Degenerative Disc Disease is a highly common condition that involves the breakdown of soft discs situated between your vertebrae. These discs are sac-like, containing a gel fluid that cushions vertebrae so they move smoothly past each other. As you age, your discs become weaker and less able to repair themselves after damage. As a result, they begin to shrink and dehydrate, a condition known as degenerative disc disease though it is not truly a disease. Degenerative disc disease usually develops from multiple causes that arise in elderly patients. If left untreated, the lack of cushion in your spine will lead to an onset of numerous other problems. Since degenerative disc disease can develop without symptoms, it is important to begin treatment as soon as pain does begin.


Aging is the primary cause of degenerative disc disease. As we get older, our cells become dehydrated, making the membrane of the disc susceptible to tears and damage. As the cells dehydrate and shrink, the space between vertebrae narrows, putting more pressure on the discs which can cause further damage.

Arthritis and osteoarthritis can also contribute to degenerative disc disease. These are also degenerative conditions of joints, which can cause the facet joint of the vertebrae to grind the discs, damaging and irritating them.

If you have degenerative disc disease but do not feel any pain, that would normally not be a problem. But, it may start after injury or trauma. An injury itself may spur degenerative disc disease if discs are damaged and are unable to sufficiently heal themselves.


Although degenerative disc disease is common, many people do not feel pain. On the contrary, degenerative disc disease can offset many other issues, causing pain so severe for some that it interrupts daily activity. Some symptoms that may occur include:

  • Mild to severe neck and back pain
  • Numbness or tingling in the extremities if nerves are compressed
  • Muscle spasms
  • Increased pain upon sitting, when your spine stacks the most pressure onto the disc
  • Aggravation upon bending or twisting


Your back or neck doctor will be able to determine if you have degenerative disc disease after performing a few tests. You will first be asked about your medical history, lifestyle habits, past injuries, and type of pain. Then your neck or back doctor will then perform a physical examination to determine if you have any muscle weakness or numbness.

Usually, an MRI is sufficient to determine if there are any other causes of compression on spinal nerves and to see how much space is left between your vertebrae.

A CT scan, myelogram, or discogram may also be needed to make a definite diagnosis.



Your back or neck doctor may simply teach you proper posture or activities to avoid further damage if your degenerative disc disease is mild and doesn’t affect your daily life. Other conservative treatments help most cases of degenerative disc disease.

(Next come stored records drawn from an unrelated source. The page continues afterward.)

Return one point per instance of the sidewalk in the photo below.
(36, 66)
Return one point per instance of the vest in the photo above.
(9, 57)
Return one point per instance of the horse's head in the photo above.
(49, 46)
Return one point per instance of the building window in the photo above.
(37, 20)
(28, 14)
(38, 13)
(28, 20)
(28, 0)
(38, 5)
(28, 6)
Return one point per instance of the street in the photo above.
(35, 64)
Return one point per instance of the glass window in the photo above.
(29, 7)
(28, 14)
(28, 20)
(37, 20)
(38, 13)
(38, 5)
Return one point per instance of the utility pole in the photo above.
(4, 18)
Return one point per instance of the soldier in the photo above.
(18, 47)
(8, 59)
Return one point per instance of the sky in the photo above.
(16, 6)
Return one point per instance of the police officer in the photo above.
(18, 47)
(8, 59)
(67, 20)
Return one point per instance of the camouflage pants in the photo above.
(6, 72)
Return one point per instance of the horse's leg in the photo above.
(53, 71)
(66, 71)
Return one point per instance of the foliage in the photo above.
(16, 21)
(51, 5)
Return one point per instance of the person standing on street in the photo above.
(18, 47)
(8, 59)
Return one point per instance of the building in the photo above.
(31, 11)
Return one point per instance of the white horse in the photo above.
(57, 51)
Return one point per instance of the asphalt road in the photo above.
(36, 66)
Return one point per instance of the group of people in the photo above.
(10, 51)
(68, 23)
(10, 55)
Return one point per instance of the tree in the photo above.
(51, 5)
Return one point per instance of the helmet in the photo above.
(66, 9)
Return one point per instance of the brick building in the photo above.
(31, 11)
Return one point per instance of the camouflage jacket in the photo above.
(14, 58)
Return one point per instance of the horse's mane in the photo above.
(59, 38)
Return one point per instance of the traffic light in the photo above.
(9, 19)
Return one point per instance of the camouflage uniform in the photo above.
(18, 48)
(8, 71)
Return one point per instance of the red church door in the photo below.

  • Physical Therapy – Following a physical therapy routine will help manage pain from degenerative disc disease. A physical therapist will help stretch muscles of the back and neck to keep them from compressing your spine further. Once flexibility is regained, you may begin exercises to strengthen muscles that support the spine. This will take pressure off of the joints and increase space between them, which will limit inflammation and damage to the bones and attached tissues.
  • Medication – Your back or neck doctor may prescribe anti-inflammatory medications. This will help reduce pain enough to complete a physical therapy routine, rehabilitating your spine in the long term.


Surgery is only an option if your degenerative disc disease leads to more severe conditions, like spinal instability. If conservative treatments fail, spinal surgery could help severely debilitated patients resume daily life without pain.